This brief post provides information about finding the trailhead. The reason I’m writing it is because our volunteer/designated driver had a rather difficult time finding it for our afternoon pickup, in spite of having a car GPS unit and some written instructions. It turns out that – I surmise – some of the logging-type roads in the area have been changed since the GPS maps were generated. As a result, most of the drive displayed on the GPS unit as no road at all, leading to the description “driving in space.” I suppose that most people do not experience this phenomenon, unless they like to drive on lower-grade roads in the back country. Our driver didn’t. I hope this post can help someone else avoid confusion and dismay associated with driving to this trailhead.
An unintended consequence of the difficulty in finding the trailhead is that we hikers had begun to prepare ourselves for the potential prospect of needing to hike out toward, or even to, the nearest main road. This would have been a several-mile walk at the end of a 14-mile hike, resulting in a hike completion well after sunset. We had had cell phone contact with our driver at a point when he believed he was lost. Fortunately everything worked out ok – he arrived at the trailhead just a few minutes before we did – but avoiding such angst would have been preferred.
The trailhead itself is adequately marked, as shown here.
During the drive out I realized that it might be useful to have a record of the route, and in any case I wanted to be able to compare it with the maps on my laptop that are associated with my hiking GPS unit. So I turned my GPS back on after we had driven about 2 miles and recorded the remainder of the drive out to the paved road as well as along the paved road. Then I inverted the track so that it displays as a drive in toward the trailhead.
Near the town of Chester CA-89 meets CA-36 and they are the same road proceeding west for 11 miles to a junction with CA-32. This is where the track begins. After driving southwest about 3.1 miles on CA-32 there is a dirt/gravel side road to the left, not far from Elam Campground; I think the campground is actually past the side road. The interesting part of the track begins at the dirt/gravel road, beginning at 3.1 miles. On the elevation profile this is the lowest elevation at just over 4400 feet. The Carter Meadows trailhead is a light grey mini-track near the blue square marked Carter Creek Trail. It is about 6300 feet elevation.
Barely 0.1 mile up the dirt/gravel road it makes a sharp turn to the right (south) where something that looks like an abandoned road is blocked off. This is where the car GPS unit showed the car leaving the road and beginning to drive in space.

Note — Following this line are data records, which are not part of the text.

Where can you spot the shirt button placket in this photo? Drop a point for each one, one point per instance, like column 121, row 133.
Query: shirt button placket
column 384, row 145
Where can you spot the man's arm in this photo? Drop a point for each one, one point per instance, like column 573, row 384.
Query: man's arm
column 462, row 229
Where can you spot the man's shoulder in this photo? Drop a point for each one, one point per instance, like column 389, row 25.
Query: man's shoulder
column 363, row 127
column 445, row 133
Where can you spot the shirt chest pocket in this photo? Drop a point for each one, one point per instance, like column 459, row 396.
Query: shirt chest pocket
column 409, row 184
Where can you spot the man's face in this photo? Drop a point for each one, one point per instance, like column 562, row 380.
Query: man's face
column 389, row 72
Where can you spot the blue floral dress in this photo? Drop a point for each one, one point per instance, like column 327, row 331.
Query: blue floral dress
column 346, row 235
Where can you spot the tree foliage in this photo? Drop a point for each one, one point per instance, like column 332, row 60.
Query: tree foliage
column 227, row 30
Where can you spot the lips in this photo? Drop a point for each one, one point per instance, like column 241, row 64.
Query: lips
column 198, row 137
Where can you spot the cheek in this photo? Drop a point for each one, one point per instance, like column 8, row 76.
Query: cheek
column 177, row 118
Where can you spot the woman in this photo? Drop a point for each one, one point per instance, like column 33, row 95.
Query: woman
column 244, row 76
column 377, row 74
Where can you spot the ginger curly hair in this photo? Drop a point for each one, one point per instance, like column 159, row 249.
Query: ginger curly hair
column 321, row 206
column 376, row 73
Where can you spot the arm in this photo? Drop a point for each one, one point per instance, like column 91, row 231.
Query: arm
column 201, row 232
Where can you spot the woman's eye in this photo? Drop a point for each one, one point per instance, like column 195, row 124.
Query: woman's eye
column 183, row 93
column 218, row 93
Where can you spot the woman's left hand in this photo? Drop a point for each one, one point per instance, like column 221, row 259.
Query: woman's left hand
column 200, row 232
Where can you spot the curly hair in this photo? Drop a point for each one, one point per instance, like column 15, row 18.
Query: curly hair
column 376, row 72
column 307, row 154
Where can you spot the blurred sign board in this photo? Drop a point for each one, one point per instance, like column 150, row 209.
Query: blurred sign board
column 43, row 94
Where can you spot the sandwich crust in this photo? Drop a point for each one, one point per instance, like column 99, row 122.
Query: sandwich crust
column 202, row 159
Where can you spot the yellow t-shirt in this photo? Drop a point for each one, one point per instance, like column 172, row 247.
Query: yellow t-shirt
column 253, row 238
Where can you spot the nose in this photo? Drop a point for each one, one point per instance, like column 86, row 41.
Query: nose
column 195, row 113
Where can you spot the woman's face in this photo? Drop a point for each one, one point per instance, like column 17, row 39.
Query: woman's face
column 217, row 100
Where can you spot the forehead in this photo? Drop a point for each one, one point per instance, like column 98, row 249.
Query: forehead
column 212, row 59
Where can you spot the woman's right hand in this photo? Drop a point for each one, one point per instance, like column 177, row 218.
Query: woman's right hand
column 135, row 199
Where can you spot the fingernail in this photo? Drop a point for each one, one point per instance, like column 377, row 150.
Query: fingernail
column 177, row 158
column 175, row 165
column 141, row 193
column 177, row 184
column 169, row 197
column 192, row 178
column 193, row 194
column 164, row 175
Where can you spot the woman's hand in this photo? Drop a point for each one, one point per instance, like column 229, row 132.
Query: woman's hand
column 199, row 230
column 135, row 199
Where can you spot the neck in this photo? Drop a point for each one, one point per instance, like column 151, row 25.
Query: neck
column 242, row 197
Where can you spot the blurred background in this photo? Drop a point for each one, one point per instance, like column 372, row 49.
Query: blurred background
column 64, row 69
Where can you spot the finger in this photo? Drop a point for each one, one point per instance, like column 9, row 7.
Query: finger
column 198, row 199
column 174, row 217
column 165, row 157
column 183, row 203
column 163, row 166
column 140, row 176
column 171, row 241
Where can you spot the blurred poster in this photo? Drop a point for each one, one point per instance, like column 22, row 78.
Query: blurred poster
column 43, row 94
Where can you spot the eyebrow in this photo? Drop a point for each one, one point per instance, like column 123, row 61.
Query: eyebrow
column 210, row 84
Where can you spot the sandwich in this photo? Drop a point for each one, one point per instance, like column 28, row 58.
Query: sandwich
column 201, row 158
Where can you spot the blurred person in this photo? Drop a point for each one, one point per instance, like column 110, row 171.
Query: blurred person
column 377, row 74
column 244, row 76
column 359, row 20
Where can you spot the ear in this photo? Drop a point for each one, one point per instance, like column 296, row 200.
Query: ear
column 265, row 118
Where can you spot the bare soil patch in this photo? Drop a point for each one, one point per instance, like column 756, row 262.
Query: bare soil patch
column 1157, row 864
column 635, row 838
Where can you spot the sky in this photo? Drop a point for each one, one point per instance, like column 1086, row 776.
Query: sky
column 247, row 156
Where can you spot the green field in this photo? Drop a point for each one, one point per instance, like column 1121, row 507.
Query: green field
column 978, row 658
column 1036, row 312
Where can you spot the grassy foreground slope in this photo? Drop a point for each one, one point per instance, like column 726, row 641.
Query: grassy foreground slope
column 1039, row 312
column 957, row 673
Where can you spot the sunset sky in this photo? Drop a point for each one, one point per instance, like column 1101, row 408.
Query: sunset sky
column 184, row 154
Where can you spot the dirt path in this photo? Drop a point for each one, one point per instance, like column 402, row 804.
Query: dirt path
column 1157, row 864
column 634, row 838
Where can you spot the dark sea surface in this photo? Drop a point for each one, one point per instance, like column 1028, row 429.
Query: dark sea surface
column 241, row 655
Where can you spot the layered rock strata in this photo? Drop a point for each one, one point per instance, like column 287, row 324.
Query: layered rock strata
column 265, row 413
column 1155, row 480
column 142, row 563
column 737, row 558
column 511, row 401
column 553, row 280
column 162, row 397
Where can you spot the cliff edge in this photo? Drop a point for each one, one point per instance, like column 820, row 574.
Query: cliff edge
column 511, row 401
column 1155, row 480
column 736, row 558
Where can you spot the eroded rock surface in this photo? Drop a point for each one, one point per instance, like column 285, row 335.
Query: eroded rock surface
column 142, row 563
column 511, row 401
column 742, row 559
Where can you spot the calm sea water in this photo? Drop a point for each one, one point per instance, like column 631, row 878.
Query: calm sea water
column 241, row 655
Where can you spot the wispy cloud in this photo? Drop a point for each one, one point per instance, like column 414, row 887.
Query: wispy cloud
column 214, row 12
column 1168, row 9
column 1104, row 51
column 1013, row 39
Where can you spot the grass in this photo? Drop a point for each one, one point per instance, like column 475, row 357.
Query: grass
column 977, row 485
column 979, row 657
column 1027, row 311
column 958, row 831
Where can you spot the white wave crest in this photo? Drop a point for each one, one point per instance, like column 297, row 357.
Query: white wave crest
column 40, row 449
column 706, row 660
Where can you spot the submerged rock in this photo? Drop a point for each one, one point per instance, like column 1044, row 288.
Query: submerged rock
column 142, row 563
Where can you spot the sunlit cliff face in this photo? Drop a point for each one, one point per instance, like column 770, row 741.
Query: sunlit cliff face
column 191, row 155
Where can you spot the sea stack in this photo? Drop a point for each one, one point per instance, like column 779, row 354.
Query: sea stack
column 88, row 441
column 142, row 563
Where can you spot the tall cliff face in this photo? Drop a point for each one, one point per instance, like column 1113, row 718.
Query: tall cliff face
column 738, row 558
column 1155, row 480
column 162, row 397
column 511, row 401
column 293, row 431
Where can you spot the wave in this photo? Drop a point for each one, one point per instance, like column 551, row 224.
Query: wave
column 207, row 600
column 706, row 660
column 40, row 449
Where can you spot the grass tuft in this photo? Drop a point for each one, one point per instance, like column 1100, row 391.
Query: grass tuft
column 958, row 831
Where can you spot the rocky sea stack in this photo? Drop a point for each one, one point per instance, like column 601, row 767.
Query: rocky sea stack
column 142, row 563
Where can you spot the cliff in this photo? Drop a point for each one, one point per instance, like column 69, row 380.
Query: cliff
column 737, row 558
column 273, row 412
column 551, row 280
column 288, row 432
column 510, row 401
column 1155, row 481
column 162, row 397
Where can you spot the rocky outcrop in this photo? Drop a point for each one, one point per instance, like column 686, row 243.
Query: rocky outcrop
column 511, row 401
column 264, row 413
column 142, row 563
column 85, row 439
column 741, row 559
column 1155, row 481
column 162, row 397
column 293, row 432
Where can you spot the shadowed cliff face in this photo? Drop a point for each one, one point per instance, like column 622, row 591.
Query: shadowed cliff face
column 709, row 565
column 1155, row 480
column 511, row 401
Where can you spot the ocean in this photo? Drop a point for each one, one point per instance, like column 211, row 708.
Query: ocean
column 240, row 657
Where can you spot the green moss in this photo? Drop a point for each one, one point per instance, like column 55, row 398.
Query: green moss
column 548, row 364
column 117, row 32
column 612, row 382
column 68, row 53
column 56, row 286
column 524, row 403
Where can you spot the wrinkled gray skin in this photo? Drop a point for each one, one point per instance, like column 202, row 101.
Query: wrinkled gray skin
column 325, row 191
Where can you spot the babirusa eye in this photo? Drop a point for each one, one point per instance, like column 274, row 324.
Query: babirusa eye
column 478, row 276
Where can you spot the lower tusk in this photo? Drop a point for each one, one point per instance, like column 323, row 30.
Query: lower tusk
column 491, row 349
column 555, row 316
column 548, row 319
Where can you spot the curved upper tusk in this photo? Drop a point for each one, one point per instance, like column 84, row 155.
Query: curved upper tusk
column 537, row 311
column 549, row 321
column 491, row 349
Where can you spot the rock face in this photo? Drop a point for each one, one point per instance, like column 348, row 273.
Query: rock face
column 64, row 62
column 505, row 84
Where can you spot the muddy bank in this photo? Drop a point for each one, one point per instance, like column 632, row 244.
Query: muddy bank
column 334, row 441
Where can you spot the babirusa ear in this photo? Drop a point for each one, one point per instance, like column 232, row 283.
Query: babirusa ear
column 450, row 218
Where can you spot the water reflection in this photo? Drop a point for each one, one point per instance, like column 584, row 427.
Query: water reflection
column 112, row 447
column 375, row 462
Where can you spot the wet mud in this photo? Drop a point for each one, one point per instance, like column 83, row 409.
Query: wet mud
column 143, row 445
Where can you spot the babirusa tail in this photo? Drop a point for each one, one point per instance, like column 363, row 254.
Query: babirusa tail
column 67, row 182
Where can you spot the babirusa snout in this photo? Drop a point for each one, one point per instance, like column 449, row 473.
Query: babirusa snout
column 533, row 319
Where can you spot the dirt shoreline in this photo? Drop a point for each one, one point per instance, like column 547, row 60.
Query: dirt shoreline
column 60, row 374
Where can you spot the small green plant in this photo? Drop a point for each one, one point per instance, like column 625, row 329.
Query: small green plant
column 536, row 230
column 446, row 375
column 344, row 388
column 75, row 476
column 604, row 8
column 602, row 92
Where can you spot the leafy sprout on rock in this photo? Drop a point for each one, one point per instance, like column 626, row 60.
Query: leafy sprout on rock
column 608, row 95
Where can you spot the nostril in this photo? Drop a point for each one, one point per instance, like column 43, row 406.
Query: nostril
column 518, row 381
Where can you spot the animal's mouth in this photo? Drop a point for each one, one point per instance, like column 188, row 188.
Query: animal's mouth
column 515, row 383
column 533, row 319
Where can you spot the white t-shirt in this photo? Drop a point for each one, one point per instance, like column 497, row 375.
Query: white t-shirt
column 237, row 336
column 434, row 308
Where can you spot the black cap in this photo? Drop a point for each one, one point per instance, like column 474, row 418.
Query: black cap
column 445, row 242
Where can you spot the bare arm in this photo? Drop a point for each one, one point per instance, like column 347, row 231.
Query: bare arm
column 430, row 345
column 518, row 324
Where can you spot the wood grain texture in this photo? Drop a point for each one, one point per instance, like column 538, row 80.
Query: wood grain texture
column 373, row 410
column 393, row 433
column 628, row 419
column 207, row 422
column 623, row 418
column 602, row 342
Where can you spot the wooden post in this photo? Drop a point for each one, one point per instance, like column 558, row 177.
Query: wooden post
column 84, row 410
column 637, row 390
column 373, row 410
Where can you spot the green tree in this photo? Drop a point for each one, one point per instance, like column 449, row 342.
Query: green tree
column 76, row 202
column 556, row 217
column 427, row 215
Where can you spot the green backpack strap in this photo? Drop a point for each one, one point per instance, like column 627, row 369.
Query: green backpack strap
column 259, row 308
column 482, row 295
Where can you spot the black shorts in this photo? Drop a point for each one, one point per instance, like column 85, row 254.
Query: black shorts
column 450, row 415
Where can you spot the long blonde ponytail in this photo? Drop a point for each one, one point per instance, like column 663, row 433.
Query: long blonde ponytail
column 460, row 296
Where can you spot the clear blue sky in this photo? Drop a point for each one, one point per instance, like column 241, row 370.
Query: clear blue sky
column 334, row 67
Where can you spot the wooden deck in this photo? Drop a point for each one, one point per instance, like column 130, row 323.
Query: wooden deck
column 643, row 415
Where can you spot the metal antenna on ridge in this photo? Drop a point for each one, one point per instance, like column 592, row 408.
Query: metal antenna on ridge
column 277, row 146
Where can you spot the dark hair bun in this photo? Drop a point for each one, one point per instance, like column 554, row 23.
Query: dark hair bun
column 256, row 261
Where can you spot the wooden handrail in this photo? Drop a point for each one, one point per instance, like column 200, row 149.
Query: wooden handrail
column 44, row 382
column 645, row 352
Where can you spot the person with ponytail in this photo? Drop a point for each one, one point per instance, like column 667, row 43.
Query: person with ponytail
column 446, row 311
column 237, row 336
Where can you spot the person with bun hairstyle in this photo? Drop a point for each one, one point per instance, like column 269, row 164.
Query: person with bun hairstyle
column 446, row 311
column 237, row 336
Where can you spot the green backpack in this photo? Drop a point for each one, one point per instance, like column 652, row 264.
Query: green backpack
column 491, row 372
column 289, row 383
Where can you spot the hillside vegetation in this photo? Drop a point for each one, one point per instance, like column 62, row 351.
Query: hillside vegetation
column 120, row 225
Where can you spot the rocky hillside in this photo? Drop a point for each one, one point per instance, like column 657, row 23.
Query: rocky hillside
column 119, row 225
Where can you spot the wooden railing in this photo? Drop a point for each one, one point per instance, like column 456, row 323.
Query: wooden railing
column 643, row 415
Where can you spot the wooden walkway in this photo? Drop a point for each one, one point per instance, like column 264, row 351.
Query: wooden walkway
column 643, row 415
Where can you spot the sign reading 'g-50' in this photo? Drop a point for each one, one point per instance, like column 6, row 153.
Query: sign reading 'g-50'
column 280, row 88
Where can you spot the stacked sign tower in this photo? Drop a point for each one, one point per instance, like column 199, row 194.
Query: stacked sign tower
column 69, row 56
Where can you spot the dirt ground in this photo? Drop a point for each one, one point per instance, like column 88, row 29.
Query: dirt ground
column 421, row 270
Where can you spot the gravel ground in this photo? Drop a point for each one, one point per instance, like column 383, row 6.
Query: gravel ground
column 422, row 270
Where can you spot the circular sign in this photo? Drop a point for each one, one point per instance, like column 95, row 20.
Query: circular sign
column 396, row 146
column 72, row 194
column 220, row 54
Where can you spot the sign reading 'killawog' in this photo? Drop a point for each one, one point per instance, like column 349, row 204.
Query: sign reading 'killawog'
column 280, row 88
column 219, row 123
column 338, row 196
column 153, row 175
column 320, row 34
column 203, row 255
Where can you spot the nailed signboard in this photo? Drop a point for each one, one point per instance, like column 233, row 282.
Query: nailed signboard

About 0.5 mile later there is a fork, where the correct road makes a sharp left turn to the northeast and uphill. I believe the road is now Forest Rd 28N12, though signage is somewhat spotty. The road goes northeast for about 0.3 mile, then south again for 0.9 mile and northeast for another 1.2 miles before curving to the right, mostly climbing but with a small dip (see the elevation profile at about 6 miles).
The road then follows Elam Creek for about 3.4 miles, though I don’t recall if the creek is visible from the road. About 6.4 miles from CA-32 the road curves left (east) for about 0.4 mile and then to the left (northeast) again for about 1.5 miles and finally south for the final mile to the trailhead. At the final turn to the south there is a junction with another dirt/gravel road, but there are signs indicating the way to the Carter Meadows trailhead – and I believe the car GPS finally recognized the existence of the road past this junction.
Although there are actually not many other options for the route, i.e., junctions, I think that nearly 90% of the roughly 10 miles on Forest Rd 28N12 showed on the car GPS as driving in space. If you don’t know that it’s the correct route, it requires an extraordinary act of faith to drive that far. We were really glad our driver made it!